Some judges would be tougher than others and give lower ratings for the same quality while other judges would be easier. Further, some judges—by chance alone—would see more low-quality sites, while others would see more high-quality ones. When one judge would give lower average ratings, for instance, it would be impossible to know whether that judge was a tough rater or if the judge just happened to be seeing inferior sites.
2. Efficiently allocating judges' attention
We also wanted to be precise about the best sites’ quality. The difference between 1st and 3rd place matters a lot more than the difference between 101st and 103rd, so we focused judges’ attention on the top sites. On the other hand, each individual rating had some amount of idiosyncrasy and luck involved, so we didn’t want to ignore a site forever just because it got one mediocre rating.
A probabilistic approach
For both these issues, statistical thinking let us do a few things. First off, it let us build a model that told us which factors might lead ratings to vary. Secondly, it let us fit that model using real-world data to estimate the relative importance of those factors. Finally, we could use that fitted model to estimate true site quality with minimal error.
The goal of the first round was to identify the top 20% of works entered for the shortlist. Ranking wasn’t so important in all this, but it was still crucial not to eliminate potential winners.
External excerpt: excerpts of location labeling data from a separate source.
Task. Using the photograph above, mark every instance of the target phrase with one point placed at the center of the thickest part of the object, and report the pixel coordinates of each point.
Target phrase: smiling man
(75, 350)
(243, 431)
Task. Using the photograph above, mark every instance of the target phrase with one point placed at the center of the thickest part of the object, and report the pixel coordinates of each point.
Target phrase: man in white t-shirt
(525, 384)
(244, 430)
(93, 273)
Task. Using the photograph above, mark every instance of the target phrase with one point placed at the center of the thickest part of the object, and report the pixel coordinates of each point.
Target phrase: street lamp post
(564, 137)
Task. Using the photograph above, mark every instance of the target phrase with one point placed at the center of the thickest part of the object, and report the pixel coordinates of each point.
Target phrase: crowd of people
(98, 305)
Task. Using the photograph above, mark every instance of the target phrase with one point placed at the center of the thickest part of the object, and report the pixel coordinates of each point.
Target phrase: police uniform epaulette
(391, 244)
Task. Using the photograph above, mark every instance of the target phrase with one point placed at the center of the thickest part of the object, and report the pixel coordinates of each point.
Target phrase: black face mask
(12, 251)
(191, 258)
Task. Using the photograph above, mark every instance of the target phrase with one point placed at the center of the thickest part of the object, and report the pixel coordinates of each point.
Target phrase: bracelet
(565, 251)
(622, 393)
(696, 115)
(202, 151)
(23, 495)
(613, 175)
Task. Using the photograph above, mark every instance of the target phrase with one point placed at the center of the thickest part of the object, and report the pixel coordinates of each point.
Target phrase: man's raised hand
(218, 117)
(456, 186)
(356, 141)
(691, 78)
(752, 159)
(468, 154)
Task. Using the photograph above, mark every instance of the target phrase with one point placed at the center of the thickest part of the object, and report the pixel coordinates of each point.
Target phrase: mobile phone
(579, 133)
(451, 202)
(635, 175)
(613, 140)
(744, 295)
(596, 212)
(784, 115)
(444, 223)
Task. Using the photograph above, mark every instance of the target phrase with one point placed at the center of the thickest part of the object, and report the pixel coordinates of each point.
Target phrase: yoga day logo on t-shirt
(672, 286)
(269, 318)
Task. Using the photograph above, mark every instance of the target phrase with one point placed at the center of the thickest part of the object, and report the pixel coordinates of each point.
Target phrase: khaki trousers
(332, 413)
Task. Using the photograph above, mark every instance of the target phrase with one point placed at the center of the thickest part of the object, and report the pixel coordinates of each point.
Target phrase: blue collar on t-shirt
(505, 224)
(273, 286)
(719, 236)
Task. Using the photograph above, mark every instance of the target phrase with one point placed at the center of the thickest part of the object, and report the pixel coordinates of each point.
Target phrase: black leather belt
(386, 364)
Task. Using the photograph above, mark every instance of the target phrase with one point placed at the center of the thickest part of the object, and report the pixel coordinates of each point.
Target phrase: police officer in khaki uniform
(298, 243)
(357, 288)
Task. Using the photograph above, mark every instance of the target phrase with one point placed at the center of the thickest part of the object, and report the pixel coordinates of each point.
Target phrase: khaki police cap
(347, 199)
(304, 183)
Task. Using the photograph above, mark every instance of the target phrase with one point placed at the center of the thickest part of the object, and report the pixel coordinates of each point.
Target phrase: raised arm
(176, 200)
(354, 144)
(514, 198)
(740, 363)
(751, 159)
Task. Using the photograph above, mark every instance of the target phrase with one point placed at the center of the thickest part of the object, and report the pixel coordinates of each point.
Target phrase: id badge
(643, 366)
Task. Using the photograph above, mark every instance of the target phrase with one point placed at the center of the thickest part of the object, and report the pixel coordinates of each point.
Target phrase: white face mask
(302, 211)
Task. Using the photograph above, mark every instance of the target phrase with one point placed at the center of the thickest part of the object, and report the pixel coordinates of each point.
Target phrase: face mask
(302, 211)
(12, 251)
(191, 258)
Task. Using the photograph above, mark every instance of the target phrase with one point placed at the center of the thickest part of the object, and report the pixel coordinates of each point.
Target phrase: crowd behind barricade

Thus, the system focused most of its attention on sites closest to the cutoff.
To advance the right sites, we had to figure out how to prioritize when and how often judges evaluated them. We could have been really accurate if judges rated every work in every category, but with hundreds and hundreds of entries in some categories, that wasn’t realistic. A judge’s time was best spent if their ratings were key to placing a site on the correct side of the cutoff.
If a site was on the wrong side of the cutoff, then we needed to add another rating to fix it. But we couldn’t possibly know exactly which sites we were wrong about, or whether one more rating could fix that mistake. What we could do, however, was use statistics to find the probability of these fixable mistakes for each site. Then we could send judges to the sites where that probability is highest.
The resulting system
To get the probability that a site was on the correct side of the cutoff, we had to make a few assumptions. We assumed that each rating was a combination of three factors: (1) a site’s intrinsic quality, (2) the toughness of the judge who gave that rating, and (3) random error representing how much more or less that judge liked the site compared to an average judge.
We used all the ratings we’ve seen so far to keep track of an estimated average and standard deviation for these three factors. Using these parameters, we could estimate the toughness of each judge, use that estimated toughness to correct the ratings and estimate the true quality for each site, and figure out the expected error in each of our quality estimates. All this let us estimate the probability that we could place a site on the correct side of the cutoff with an additional rating.
Once that was all done, we listed all the sites in descending order using that probability—whether they were on the correct side of the cutoff. Each time a judge asked for a new site to go look at, they got the next site from the top of the list.
In practice, that meant that we had to first send different judges to rate each site once. That’s because knowing nothing about a site maximizes the chances of being wrong about it. After that, this system balanced between looking at the sites with the fewest ratings and focusing on sites closest to the finalist cutoff.
This system ensured that those sites closest to the cutoff got the most ratings while those with hopelessly poor ratings got the least. Of course, there were many sites in between those extremes that received an average number of ratings.
This was an interesting problem. And right out of the first round! Developing a sophisticated queue system was challenging, but the voting method itself, score voting, was as straightforward as it gets.
In contrast, you can imagine how strange it would have been to limit judges to pick just one of the sites they saw—an approach we see unfortunately often. With so little information, the results would have been meaningless. Furthermore, ranking sites wouldn’t have worked at all. Score voting, however, was just the right fit—albeit in the context of a sophisticated (and necessary) system.
Now aren’t you excited to see the winners? To view the 2015 Webby Awards winners, go here.
 There are various approaches to statistical process of model building and fitting. None is simple, but we’ve used the simplest available: a model involving only normal distributions (that bell-shaped curve) and a quick-and-dirty fitting process called “moment matching,” which ensures that our theoretical estimates match what we see in real life during the Webby contest.